Hasta que se arrepientan
La escalada entre Hamás y las fuerzas de defensa israelíes ha cobrado la vida de al menos 200 personas en Gaza, muchos de ellos niños, diez en Israel, y no da señas de tregua. Hay diez veces más heridos, confrontaciones ascendentes en Jerusalén, Cisjordania y otras ciudades mixtas, y tentativas de paro a través del fracturado territorio palestino. Sus detonantes inmediatos se remontan al inicio del Ramadán, cuando la policía israelí entró sin justificación aparente a la mezquita Al-Aqsa en la Ciudad Vieja. El episodio fue seguido por el cierre del espacio público en los alrededores y varias incursiones posteriores al tercer lugar más sagrado del islam, que llevaron a enfrentamientos con los feligreses. Ello coincidió con el polémico desalojo de varias familias del barrio Sheik Jarrah en Jerusalén del Este, sobre el que la Corte Suprema aún no emite fallo. En retaliación por la violencia y discriminación contra los palestinos, el 10 de mayo Hamás comenzó a lanzar cientos de cohetes desde Gaza –la mayoría derribados por el sistema “cúpula de hierro”–, frente a lo cual Israel, aduciendo el derecho a la legítima defensa, respondió con una ofensiva aérea que ha arrasado con túneles clandestinos, edificaciones altas, residencias y buena parte del sistema eléctrico de Gaza.
En la cronología de los hechos es difícil no observar el oportunismo cínico del primer ministro Benjamin Netanyahu, quien lleva cuatro intentos fallidos de formar un gobierno de coalición, enfrenta varias investigaciones por corrupción y busca desarmar los esfuerzos de múltiples opositores parlamentarios por unirse en su contra.
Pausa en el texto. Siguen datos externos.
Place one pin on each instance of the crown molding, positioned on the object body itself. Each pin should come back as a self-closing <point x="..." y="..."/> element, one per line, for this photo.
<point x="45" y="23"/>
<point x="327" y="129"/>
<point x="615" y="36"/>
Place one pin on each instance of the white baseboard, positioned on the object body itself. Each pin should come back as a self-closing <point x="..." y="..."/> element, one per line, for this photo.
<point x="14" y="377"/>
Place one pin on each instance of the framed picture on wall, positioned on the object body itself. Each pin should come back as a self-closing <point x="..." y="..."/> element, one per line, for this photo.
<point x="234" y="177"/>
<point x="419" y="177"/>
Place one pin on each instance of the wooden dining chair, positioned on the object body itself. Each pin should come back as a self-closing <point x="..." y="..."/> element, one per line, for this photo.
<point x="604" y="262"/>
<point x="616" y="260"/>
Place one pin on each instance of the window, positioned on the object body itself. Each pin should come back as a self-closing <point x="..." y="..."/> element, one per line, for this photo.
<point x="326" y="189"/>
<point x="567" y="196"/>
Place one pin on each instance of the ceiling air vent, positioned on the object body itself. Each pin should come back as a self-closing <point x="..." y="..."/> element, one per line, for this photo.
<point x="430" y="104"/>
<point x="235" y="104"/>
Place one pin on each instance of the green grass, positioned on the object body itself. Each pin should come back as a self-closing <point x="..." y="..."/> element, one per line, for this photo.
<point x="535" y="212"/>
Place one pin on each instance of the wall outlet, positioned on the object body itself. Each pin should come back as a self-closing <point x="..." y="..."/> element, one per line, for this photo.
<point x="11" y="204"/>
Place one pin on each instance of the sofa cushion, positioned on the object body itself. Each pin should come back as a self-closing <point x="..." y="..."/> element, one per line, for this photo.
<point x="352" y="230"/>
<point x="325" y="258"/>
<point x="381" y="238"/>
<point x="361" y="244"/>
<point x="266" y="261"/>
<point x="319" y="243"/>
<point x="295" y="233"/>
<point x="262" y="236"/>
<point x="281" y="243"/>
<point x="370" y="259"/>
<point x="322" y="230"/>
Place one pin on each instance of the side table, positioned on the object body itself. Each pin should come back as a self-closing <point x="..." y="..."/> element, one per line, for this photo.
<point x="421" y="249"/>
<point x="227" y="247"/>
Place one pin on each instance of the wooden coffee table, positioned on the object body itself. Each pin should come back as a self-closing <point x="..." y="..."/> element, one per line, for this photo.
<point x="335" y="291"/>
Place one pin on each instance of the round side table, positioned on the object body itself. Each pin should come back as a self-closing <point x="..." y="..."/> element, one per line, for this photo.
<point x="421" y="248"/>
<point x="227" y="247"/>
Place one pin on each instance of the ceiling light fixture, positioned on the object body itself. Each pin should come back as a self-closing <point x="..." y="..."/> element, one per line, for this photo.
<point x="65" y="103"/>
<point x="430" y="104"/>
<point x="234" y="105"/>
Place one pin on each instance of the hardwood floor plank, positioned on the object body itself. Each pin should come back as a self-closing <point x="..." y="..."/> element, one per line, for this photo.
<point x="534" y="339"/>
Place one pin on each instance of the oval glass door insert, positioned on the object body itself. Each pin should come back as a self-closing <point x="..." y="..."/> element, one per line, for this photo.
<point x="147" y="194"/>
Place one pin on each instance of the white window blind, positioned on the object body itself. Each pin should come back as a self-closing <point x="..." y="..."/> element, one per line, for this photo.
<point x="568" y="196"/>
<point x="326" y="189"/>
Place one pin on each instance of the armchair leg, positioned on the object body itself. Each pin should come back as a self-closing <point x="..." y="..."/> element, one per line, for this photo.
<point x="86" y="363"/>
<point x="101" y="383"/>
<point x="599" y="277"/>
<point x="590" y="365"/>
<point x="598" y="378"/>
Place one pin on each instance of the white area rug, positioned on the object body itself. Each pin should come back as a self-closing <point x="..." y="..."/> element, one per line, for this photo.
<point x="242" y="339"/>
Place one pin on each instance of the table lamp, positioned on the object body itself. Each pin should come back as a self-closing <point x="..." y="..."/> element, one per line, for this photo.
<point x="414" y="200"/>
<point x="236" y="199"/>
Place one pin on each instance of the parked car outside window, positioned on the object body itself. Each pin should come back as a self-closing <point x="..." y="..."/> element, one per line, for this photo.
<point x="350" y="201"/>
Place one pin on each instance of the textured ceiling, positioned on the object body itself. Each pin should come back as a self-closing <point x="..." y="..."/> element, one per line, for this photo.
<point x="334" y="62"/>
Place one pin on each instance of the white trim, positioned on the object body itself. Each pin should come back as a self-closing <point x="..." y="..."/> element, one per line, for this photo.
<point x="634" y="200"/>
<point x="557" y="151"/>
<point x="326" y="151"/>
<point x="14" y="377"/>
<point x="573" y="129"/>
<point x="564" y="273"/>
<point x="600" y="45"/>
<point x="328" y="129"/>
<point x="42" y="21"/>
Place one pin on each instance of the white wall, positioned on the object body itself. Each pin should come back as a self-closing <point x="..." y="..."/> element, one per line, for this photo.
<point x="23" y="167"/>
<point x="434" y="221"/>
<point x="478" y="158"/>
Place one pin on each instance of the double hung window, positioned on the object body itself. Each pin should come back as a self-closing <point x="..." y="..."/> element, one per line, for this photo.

No menos evidente, Hamás busca consolidar su poder en momentos en que las elecciones legislativas de la Autoridad Palestina fueron pospuestas después de una larga espera de 15 años, ante el temor de que las rupturas dentro de Fatah, el partido del presidente Mahmud Abás, dieran las mayorías a ese grupo.
Pese a lo anterior, la coyuntura actual también resume el trasfondo colonial que caracteriza las relaciones entre Israel y sus propios connacionales árabes, así como con los palestinos que no lo son. Si bien es obvio que Netanyahu no creó el conflicto israelí-palestino, no cabe duda de que durante los últimos doce años le ha echado harta gasolina. No más la advertencia de que los bombardeos israelíes no cesarán –cuesten lo que cuesten en términos de vidas palestinas inocentes– hasta que Hamás se arrepienta de su decisión, delata la sentencia soberbia del colonizador frente a quienes busca mantener doblegados.
La excesiva cautela de Joe Biden, quien ha llamado al cese de hostilidades sin criticar a su aliado estratégico, la falta de credibilidad de la ONU a ojos israelíes, que la ven sesgada a favor de los palestinos, y la escasa influencia de otros actores internacionales sobre Netanyahu y Hamás, siendo Egipto una excepción, no auguran del todo bien para la pronta reducción de tensiones.